Warren focuses this week on Paul’s letter to the Philippians chapter 3, verses 2 through 8. Here Paul is setting us straight that there is to be no commingling of the gospels of law and of grace. In verse 2, Paul speaks of “dogs” as people who intertwine law and grace gospels. When this is done, neither is of any merit. Many churches today are commingling the gospel of law (righteousness by what we do or don’t do) and Paul’s gospel of grace (righteousness by Christ), yet Paul makes it clear that, by the help of the Holy Spirit, we are only to live by God’s grace now. To live by the law would nullify Christ’s death. Christ ushered in God’s grace by His death, burial, and resurrection on the cross, so there is to be no more confidence in our flesh, no more confidence in anything we do, and no more adherence to the law for our salvation. Christ did the work; and by His death, we died with Him to our old lives and arose with Him to a new life, His life within us now (Galatians 2:20). Christ is our new life. We are brand-new creations in Him (2 Corinthians 5:17). No longer does God see our own works as righteousness. He sees only Christ as our righteousness. It’s that simple.
Paul tells us in verses 4-5, that before he met Christ on the road to Damascus, if there was anyone that kept the law most and was righteous by it, it was him. He was an avid scholar of Torah and was making his way up in Hebrew standing. He was the “meanest man alive,” as Warren puts it, because in his strict adherence to law, he killed Christians.
Yet in his instant conversion, Paul knew Christ and addressed Him as Lord. And from that day forward, he was all in. He knew the truth, and the truth set him free free from the entanglement of law and his old mind.
So Paul uses his background as a means of sharing a new gospel, a gospel that only he was raised up by Christ Himself to deliver to the Jews (who rejected it) and to the Gentiles (who accepted it). Paul tells us that all of that law stuff doesn’t apply to God's children who live by the Spirit within; it’s all garbage, compared to this new gospel of grace. It’s all but “dung” compared to Christ. His new life in Christ was all that mattered to him. All he wanted was to know Christ more and to share this new gospel of grace with anyone and everyone who would hear it. He makes this clear in verses 7-8 when he says: “But what things were gain to me, those I counted loss for Christ. Yea doubtless, and I count all things but loss for the excellency of the knowledge of Christ Jesus my Lord: for whom I have suffered the loss of all things, and do count them but dung, that I may win Christ.”

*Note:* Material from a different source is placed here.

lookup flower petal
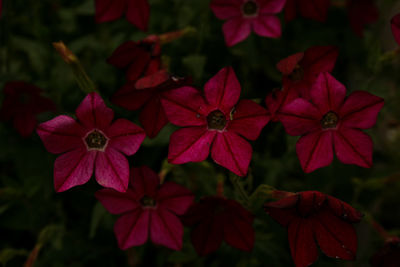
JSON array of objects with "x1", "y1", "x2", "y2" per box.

Today, with such a commingling of Scriptures on how we should live, Paul reminds us to keep it simple. Only by Christ’s death and resurrection are we able to now live in grace. His death abolished our living by the law and ushered in a new life of grace, living by the Spirit. By the help of the Holy Spirit, whose sole purpose is to teach of Christ and our new life in Him, we can step into grace. From law to grace, from law to truth, from law to Christ. It’s that simple.